VII

Joss descendió apurado por la Rue de la Gaîté, a tres nudos y medio. Llevaba preguntándose desde la víspera si había oído bien al viejo letrado cuando pronunció la frase: «La habitación es suya, Le Guern». Claro que lo había oído, pero ¿acaso quería decir exactamente lo mismo que Joss pensaba que quería decir? ¿Acaso quería realmente decir que Decambrais le alquilaba la habitación? ¿Con la moqueta, con Lizbeth y la cena? ¿A él, al bruto de Guilvinec? Claro que sí, era eso lo que quería decir. ¿Qué otra cosa, si no? Pero aquello había sido ayer, ¿y si Decambrais se había levantado consternado y había decidido dar marcha atrás? ¿Y si se acercaba a él después del pregón para anunciarle que lo sentía pero que la habitación estaba alquilada y que era un asunto de prioridad?

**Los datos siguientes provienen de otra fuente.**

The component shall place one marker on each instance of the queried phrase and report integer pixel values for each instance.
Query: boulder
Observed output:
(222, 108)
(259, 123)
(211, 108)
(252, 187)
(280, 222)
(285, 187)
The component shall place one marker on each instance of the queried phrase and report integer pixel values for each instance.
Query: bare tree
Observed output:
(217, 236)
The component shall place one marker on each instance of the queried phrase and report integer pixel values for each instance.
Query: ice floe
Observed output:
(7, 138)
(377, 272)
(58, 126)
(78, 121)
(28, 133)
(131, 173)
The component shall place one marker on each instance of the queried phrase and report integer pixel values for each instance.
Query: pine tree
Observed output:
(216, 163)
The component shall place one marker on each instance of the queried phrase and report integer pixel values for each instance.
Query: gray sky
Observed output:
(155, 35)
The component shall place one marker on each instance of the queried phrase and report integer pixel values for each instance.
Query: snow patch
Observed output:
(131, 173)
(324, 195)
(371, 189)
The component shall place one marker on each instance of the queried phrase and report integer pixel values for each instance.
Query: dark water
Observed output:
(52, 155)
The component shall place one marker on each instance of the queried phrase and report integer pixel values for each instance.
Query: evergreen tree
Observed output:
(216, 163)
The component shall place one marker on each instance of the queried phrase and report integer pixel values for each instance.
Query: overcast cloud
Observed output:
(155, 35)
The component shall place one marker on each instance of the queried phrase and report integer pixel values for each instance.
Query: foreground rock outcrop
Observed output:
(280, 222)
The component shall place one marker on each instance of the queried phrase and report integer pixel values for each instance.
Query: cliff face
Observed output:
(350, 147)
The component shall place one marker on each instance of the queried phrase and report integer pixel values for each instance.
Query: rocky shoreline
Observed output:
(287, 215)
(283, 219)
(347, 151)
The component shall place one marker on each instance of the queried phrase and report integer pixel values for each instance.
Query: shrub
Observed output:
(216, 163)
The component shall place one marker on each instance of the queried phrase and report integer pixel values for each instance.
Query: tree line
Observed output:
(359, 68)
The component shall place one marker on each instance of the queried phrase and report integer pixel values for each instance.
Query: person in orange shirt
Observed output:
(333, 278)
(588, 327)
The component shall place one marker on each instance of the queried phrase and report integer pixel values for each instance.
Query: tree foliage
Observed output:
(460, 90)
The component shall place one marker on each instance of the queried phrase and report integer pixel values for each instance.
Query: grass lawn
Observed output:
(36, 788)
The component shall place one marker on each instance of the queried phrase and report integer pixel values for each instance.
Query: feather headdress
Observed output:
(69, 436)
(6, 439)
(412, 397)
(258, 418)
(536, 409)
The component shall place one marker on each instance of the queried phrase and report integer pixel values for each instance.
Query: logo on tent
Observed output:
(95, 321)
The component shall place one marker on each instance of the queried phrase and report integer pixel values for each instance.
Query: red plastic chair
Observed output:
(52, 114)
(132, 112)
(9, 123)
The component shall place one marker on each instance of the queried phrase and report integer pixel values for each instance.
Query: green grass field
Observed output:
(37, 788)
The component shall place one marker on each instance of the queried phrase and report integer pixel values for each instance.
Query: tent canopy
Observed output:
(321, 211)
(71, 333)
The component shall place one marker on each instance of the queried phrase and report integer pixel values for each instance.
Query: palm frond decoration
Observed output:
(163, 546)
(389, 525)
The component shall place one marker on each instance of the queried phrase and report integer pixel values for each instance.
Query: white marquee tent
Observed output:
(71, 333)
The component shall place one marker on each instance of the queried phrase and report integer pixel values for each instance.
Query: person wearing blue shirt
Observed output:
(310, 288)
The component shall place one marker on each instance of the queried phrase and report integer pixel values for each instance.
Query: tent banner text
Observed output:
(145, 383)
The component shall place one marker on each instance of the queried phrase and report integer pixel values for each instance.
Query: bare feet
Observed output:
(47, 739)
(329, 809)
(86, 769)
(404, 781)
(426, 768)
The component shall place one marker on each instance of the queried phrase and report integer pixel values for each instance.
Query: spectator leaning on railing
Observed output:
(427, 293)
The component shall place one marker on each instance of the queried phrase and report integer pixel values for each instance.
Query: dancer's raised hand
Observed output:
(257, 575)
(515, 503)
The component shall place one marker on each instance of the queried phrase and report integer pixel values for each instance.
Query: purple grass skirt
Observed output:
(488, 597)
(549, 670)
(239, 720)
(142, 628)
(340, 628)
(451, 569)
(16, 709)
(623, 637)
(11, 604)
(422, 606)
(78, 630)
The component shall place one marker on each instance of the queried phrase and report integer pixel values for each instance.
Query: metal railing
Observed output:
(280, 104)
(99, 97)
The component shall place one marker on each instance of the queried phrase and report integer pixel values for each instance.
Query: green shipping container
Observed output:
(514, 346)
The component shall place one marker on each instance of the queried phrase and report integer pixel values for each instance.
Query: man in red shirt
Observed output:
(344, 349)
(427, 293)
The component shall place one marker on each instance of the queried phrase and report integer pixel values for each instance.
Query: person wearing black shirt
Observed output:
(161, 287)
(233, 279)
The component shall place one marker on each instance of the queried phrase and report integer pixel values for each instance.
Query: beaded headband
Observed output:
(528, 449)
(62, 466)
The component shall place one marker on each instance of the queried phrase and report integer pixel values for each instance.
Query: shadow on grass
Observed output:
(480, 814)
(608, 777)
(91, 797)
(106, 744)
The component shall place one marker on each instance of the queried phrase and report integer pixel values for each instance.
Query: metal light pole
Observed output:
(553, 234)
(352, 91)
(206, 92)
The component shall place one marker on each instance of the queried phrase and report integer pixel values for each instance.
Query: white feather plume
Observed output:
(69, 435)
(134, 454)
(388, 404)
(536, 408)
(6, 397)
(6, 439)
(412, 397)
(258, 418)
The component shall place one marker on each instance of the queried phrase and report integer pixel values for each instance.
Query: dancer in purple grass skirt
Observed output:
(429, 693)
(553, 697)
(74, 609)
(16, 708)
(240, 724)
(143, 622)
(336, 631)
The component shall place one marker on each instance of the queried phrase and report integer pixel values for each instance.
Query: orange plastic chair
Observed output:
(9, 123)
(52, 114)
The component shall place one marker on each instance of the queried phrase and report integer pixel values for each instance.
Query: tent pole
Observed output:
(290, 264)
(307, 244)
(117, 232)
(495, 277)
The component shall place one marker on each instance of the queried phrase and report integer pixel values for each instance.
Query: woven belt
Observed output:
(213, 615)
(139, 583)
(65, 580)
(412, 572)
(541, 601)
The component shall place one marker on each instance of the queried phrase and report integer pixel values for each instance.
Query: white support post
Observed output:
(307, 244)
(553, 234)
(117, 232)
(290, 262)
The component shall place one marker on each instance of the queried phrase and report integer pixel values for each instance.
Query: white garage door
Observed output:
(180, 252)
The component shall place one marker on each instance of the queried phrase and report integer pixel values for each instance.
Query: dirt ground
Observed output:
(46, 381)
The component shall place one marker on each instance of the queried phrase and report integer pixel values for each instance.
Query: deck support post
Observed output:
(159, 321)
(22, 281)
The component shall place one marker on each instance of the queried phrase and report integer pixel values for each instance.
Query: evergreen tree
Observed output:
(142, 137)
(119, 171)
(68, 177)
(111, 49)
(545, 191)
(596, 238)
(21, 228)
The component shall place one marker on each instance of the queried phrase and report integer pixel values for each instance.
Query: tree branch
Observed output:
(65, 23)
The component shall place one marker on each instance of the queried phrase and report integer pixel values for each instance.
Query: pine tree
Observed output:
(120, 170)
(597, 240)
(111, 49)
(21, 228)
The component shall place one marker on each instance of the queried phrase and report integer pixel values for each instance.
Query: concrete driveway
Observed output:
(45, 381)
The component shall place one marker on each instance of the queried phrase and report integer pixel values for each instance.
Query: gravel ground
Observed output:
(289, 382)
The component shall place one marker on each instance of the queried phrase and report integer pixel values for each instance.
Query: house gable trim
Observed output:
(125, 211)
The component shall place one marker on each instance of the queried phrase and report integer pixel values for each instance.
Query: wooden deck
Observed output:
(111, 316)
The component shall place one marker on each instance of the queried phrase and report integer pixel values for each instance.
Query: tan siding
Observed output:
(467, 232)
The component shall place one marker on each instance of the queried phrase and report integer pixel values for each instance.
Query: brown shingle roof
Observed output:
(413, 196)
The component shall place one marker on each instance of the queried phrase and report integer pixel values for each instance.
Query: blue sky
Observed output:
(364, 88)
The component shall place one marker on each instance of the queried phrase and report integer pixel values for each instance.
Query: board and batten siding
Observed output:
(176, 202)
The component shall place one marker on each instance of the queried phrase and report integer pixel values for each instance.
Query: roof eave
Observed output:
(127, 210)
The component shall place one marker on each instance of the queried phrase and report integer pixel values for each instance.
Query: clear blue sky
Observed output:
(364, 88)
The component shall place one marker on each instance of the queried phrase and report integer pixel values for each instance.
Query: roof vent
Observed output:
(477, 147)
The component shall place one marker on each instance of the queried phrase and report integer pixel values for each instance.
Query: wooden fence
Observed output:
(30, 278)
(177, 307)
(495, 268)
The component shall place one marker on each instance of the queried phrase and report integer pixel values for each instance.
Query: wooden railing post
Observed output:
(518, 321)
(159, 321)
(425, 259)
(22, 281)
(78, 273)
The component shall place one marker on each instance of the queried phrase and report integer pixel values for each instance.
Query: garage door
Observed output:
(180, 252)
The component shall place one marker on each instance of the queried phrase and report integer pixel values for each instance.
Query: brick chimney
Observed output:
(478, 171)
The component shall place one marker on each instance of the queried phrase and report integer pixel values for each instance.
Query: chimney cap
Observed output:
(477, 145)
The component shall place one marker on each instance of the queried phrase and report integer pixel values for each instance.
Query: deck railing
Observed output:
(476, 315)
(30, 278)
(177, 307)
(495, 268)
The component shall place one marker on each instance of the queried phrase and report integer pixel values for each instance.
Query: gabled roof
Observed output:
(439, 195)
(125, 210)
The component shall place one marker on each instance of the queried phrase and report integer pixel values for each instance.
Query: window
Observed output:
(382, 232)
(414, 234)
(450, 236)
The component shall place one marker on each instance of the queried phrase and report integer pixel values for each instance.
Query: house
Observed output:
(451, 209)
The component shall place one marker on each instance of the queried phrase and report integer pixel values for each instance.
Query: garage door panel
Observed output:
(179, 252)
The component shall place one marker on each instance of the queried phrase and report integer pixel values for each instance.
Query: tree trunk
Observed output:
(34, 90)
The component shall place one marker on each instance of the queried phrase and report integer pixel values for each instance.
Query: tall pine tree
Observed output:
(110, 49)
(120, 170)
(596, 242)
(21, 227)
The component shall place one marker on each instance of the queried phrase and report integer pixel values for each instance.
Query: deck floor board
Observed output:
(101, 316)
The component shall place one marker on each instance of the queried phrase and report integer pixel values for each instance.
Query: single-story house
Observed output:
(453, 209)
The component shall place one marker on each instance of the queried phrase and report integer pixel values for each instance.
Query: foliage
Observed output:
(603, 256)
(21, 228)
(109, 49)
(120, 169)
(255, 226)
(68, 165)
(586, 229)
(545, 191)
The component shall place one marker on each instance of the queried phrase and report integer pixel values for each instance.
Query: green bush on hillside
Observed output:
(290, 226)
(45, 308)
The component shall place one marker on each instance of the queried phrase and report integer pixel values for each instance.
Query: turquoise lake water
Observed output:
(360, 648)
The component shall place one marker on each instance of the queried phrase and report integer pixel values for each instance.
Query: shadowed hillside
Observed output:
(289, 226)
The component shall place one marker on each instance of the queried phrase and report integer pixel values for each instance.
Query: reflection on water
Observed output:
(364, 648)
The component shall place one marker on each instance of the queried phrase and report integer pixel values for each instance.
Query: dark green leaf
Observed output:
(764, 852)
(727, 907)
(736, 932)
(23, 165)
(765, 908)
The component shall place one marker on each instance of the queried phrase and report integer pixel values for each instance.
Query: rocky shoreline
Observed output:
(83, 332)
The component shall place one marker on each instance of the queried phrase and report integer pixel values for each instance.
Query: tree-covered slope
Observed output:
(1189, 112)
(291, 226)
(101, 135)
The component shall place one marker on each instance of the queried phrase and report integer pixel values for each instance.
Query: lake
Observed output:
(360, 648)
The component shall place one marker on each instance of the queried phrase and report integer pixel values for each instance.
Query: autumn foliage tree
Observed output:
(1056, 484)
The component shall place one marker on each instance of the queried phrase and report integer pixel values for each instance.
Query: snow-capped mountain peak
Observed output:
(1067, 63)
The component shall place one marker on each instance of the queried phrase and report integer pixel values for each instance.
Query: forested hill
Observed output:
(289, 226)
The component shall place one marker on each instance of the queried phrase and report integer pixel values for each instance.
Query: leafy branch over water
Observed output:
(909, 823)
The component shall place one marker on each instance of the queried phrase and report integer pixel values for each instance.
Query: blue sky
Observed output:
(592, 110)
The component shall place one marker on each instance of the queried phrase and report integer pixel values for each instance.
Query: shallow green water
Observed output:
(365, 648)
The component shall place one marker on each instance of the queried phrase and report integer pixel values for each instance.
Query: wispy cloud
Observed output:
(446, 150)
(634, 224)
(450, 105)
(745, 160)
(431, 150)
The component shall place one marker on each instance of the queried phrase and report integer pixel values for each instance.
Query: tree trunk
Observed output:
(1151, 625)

Sí, era aquello lo que ocurriría, dentro de una hora como muy tarde. Aquel viejo pretencioso, aquel viejo cobarde se había sentido aliviado al descubrir que Joss no revelaría todo aquel asunto del encaje en la plaza pública. Y, llevado por un impulso incontrolado, le había dado la habitación. Y ahora, la recuperaba. Así era Decambrais. Un pesado y un cabrón, siempre lo había pensado.

Furioso, Joss desencadenó su urna y la vació sin precauciones sobre la mesa de Roll-Rider. Y si encontraba un nuevo mensaje contra el letrado, puede que lo leyese esta mañana. A cabrón, cabrón y medio. Recorrió los anuncios con impaciencia pero no encontró nada de aquel tipo. En cambio, el grueso sobre de color marfil estaba allí, con sus treinta francos.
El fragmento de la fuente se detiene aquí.